11 jun, 2018 • Opinião de Luís António Santos


Uma União Europeia à deriva desvalorizou a emergência dos extremismos de Direita e não sabe agora como funcionar com eles no seu meio.

O novo governo italiano, nascido da aliança entre as ideias de extrema-Direita da Liga e o populismo do Movimento 5 Estrelas, começou a dar os primeiros sinais de uma alteração profunda na forma de atuar relativamente aos refugiados.

A recusa de entrada do Aquarius - um navio com cerce de 600 pessoas recolhidas no mar a bordo - em portos italianos, independentemente do que possa ainda vir a acontecer nos próximos dias, é uma espécie de primeiro indicador do cumprimento de um programa político que promete maior intransigência neste tópico.

Uma das figuras-chave deste novo executivo, Matteo Salvini, escreveu no Facebook: “Malta não acolhe ninguém.

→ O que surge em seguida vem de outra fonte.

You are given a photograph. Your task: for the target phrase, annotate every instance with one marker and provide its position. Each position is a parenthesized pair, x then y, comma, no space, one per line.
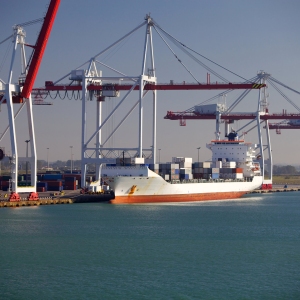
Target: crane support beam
(193,116)
(285,126)
(40,47)
(155,87)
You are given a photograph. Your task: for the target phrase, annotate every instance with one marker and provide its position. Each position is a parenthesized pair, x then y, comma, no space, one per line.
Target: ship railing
(246,179)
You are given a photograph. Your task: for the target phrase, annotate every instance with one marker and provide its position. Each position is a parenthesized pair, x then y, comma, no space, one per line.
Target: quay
(275,190)
(86,198)
(69,198)
(35,202)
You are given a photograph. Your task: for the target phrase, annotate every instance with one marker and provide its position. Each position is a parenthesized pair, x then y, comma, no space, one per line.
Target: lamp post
(159,156)
(47,159)
(71,159)
(198,152)
(27,141)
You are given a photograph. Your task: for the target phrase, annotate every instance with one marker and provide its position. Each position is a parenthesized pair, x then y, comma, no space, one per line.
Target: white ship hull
(149,187)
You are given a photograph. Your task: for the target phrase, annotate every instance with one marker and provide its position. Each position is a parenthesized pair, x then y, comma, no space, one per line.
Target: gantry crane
(92,84)
(21,93)
(261,115)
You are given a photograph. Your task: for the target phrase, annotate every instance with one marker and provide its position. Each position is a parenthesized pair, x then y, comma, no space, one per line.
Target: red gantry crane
(21,93)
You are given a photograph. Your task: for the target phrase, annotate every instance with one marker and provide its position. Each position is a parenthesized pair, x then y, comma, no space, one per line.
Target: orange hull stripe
(175,198)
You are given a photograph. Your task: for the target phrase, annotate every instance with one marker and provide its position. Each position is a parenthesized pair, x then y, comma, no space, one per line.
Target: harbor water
(238,249)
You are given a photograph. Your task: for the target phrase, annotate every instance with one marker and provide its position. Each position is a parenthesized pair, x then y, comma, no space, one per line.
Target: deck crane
(91,84)
(18,93)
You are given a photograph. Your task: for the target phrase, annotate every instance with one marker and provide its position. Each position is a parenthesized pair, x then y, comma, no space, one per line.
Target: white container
(139,160)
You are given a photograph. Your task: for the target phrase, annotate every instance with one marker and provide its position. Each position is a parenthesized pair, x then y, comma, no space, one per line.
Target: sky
(242,36)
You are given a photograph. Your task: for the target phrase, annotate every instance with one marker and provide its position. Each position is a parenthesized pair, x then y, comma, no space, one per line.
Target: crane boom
(151,87)
(40,47)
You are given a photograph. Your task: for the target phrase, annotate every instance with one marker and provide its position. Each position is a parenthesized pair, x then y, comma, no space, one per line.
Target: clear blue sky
(243,36)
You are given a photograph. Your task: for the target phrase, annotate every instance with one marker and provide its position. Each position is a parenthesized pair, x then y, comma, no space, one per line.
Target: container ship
(232,172)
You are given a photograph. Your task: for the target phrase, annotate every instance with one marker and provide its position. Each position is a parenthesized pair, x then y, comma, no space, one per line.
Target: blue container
(215,176)
(42,184)
(70,178)
(52,176)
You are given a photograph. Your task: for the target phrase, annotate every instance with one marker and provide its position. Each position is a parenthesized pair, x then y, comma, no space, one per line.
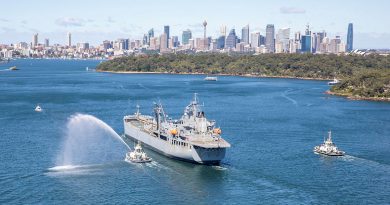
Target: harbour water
(272,125)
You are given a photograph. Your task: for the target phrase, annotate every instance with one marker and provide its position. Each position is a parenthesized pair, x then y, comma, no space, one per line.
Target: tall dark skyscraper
(245,34)
(350,37)
(186,36)
(150,35)
(166,31)
(270,38)
(231,39)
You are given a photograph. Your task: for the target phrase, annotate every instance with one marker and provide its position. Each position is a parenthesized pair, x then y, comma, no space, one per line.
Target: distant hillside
(365,76)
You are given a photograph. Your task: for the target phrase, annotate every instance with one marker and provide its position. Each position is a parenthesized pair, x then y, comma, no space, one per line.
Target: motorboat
(210,78)
(334,82)
(13,68)
(328,147)
(38,108)
(138,155)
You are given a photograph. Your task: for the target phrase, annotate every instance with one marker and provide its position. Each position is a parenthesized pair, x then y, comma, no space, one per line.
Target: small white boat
(13,68)
(210,78)
(138,155)
(328,147)
(334,82)
(38,108)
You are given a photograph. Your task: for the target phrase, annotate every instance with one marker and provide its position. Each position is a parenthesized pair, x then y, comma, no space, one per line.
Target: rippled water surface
(272,124)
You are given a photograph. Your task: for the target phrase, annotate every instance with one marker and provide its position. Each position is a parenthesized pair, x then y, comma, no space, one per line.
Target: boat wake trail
(75,169)
(369,162)
(142,86)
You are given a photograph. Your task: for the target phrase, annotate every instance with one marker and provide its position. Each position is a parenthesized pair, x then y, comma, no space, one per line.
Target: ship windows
(163,137)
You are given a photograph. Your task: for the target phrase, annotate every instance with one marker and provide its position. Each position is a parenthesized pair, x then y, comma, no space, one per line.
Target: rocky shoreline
(219,74)
(353,97)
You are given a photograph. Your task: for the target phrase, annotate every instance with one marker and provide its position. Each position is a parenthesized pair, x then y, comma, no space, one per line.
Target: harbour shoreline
(353,97)
(219,74)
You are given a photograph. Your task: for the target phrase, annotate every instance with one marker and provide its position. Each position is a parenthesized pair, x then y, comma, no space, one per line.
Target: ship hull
(164,146)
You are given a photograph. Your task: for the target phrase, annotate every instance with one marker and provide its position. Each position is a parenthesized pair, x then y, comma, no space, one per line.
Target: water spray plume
(89,140)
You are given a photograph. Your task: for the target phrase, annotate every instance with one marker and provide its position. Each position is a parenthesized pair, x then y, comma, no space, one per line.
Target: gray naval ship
(192,138)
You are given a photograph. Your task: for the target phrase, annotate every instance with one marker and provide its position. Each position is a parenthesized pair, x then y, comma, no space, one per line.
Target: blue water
(272,124)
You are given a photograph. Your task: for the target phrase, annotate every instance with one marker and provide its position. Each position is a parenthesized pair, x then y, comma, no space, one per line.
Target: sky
(96,20)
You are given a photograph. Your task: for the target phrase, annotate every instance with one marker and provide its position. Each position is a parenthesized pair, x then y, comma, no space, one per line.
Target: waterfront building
(35,40)
(282,40)
(46,42)
(245,34)
(319,37)
(174,42)
(262,40)
(306,44)
(166,31)
(306,41)
(240,47)
(69,39)
(270,38)
(350,37)
(191,43)
(205,39)
(186,36)
(82,46)
(150,35)
(163,42)
(145,40)
(154,43)
(222,29)
(231,39)
(221,42)
(255,40)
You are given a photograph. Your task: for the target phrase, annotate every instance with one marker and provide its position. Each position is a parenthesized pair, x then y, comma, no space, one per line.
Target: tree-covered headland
(361,76)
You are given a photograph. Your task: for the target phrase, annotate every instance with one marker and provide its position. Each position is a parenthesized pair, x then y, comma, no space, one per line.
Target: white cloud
(110,20)
(292,10)
(69,21)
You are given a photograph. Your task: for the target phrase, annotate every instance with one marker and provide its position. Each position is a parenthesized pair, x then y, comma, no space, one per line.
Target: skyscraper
(35,40)
(69,39)
(255,40)
(46,42)
(282,39)
(245,34)
(231,39)
(204,26)
(166,31)
(186,36)
(270,38)
(350,37)
(150,35)
(163,42)
(306,41)
(306,44)
(221,42)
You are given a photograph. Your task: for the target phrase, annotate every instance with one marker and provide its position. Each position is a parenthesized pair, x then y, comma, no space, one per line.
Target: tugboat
(13,68)
(138,155)
(328,147)
(210,78)
(334,82)
(38,108)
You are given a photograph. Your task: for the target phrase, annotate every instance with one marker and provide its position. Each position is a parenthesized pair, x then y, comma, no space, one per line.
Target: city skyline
(94,22)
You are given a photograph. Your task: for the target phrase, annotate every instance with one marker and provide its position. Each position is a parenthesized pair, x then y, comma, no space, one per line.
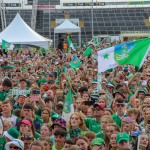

A França empurra as pessoas de volta para a fronteira. A Espanha defende as suas fronteiras com armas. A partir de agora, a Itália começará a dizer não ao tráfico de humanos e ao negócio da imigração ilegal”.

É curioso pensar como tudo mudou tão depressa na Europa em tão pouco tempo. Nos primeiros anos da atual década, um político como Viktor Orbán, o primeiro-ministro da Hungria, apresentava-se no contexto transnacional com as suas ideias retrógradas sobre o lugar da mulher na sociedade, sobre o papel dos média, ou sobre cidadania e raça, como uma espécie de ‘ave rara’, uma sombra vinda de um passado tenebroso que a Europa já quase teria esquecido. A proposta política de Orbán não foi - percebe-se agora melhor - nunca entendida com seriedade pelos aparatos políticos ditos tradicionais de outros países da união e as suas cada vez menos dissimuladas posições xenófobas e/ou racistas nunca foram contraditadas com veemência. Curiosamente, o muito hábil Orbán desde cedo se apercebeu e aproveitou disso. Durante uma palestra em Bruxelas, em 2012, em que se insurgiu contra uma classe política que ‘só sabe pensar nos mercados’ disse algo muito curioso: “Temos que trabalhar em conjunto para a renovação da União Europeia, porque Bruxelas não pode continuar assim; a Hungria é, num certo sentido, um laboratório para a Europa”.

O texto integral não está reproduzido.